Re: + revert-ipc-dont-allocate-a-copy-larger-than-max.patch added to -mm tree

Peter Hurley <peter@xxxxxxxxxxxxxxxxxx> · Tue, 26 Mar 2013 22:33:35 -0400

On Tue, 2013-03-26 at 18:51 -0700, Andrew Morton wrote:
> On Tue, 26 Mar 2013 21:44:12 -0400 Peter Hurley <peter@xxxxxxxxxxxxxxxxxx> wrote:
> 
> > On Tue, 2013-03-26 at 12:43 -0700, akpm@xxxxxxxxxxxxxxxxxxxx wrote:
> > > The patch titled
> > >      Subject: revert "ipc: don't allocate a copy larger than max"
> > > has been added to the -mm tree.  Its filename is
> > >      revert-ipc-dont-allocate-a-copy-larger-than-max.patch
> > > 
> > > Before you just go and hit "reply", please:
> > >    a) Consider who else should be cc'ed
> > >    b) Prefer to cc a suitable mailing list as well
> > >    c) Ideally: find the original patch on the mailing list and do a
> > >       reply-to-all to that, adding suitable additional cc's
> > > 
> > > *** Remember to use Documentation/SubmitChecklist when testing your code ***
> > > 
> > > The -mm tree is included into linux-next and is updated
> > > there every 3-4 working days
> > > 
> > > ------------------------------------------------------
> > > From: Andrew Morton <akpm@xxxxxxxxxxxxxxxxxxxx>
> > > Subject: revert "ipc: don't allocate a copy larger than max"
> > > 
> > > Revert 88b9e456b164.  Dave has confirmed that this was causing oopses
> > > during trinity testing.
> > 
> > No, he didn't.
> 
> hm, so perhaps he didn't run the test for long enough?
> 
> > Here's a copy of Dave Jones's original report [1] on this very same bug
> > in linux-next on Feb 19, __6 days before__ I even submitted the series
> > that fixes this bug.
> > 
> > Note that the faulting instruction is __identical__ to Dave's most
> > recent report on 3.9-rc4:
> 
> Well bah.  Why wasn't I told this (sufficiently clearly for it to sink in)?
> 
> > My recommendation is to either:
> > 1) apply my entire 'ipc MSG_COPY fixes' series
> > --or--
> > 2) revert the entire ipc MSG_COPY implementation that introduced this
> > bug to begin with.
> 
> urgh.  I really don't want to merge a pile of patches, one of which we
> think fixes a bug which we don't understand for reasons we don't
> understand.
> 
> Not only does this generally suck, but it also creates a nightmare for
> maintainers of 3.8.x kernels - what patch should they merge to fix that
> bug?

(I didn't think MSG_COPY was in 3.8 because the first time we were
hitting this was in linux-next in Feb).

> I'm about to disappear for 1.5 weeks.  Stanislav, someone, please let's
> get this sorted out!

I just figured out how the queue is being corrupted and why my series
fixes it.

With MSG_COPY set, the queue scan can exit with the local variable 'msg'
pointing to a real msg if the msg_counter never reaches the copy_number.

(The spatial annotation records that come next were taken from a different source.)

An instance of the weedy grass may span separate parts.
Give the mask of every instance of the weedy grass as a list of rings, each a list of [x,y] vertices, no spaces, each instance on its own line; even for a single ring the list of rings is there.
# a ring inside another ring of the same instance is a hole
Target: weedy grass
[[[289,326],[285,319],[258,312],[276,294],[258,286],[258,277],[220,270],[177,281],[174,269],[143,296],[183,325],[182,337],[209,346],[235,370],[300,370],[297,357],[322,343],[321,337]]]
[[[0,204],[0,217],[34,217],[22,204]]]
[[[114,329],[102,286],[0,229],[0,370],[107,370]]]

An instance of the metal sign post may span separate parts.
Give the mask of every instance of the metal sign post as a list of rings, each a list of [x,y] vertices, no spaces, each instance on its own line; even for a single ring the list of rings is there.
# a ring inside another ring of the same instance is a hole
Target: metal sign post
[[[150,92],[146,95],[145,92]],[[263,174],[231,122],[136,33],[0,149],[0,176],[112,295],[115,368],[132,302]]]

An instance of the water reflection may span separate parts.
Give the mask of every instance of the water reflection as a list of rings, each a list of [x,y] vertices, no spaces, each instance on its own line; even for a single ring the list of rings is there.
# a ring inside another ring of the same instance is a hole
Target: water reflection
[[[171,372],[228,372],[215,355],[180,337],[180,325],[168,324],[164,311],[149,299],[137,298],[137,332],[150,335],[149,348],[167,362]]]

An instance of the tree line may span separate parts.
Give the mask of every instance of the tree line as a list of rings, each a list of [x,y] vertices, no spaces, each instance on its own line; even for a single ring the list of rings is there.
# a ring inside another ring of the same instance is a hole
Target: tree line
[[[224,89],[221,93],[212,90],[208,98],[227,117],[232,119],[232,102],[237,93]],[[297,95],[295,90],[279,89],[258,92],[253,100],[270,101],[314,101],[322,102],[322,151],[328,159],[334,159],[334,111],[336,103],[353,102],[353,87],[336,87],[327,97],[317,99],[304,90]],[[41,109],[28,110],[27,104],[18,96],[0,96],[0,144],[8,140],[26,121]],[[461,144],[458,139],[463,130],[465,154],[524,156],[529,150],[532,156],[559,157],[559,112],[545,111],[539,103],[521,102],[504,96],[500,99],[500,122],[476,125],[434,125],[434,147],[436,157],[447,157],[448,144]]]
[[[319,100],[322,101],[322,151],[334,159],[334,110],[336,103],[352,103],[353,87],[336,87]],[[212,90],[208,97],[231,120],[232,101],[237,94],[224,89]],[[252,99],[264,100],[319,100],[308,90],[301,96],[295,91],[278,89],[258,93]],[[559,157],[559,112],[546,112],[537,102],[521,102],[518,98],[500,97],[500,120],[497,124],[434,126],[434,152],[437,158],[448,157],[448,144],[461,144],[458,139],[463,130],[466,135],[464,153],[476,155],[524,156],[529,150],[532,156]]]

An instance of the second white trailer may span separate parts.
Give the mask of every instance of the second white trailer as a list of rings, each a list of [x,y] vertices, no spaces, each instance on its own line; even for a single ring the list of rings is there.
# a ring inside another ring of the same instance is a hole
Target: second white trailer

The remaining execution looks like this:

	if (!IS_ERR(msg)) {
		....
		if (msgflg & MSG_COPY)
			goto out_unlock;
		....

out_unlock:
			msg_unlock(msq);
			break;
		}
	}
	if (IS_ERR(msg))
		....

	bufsz = msg_handler();
	free_msg(msg);			<<---- msg never unlinked

Since the msg should not have been found (because it failed the match
criteria), the if (!IS_ERR(msg)) clause should never have executed.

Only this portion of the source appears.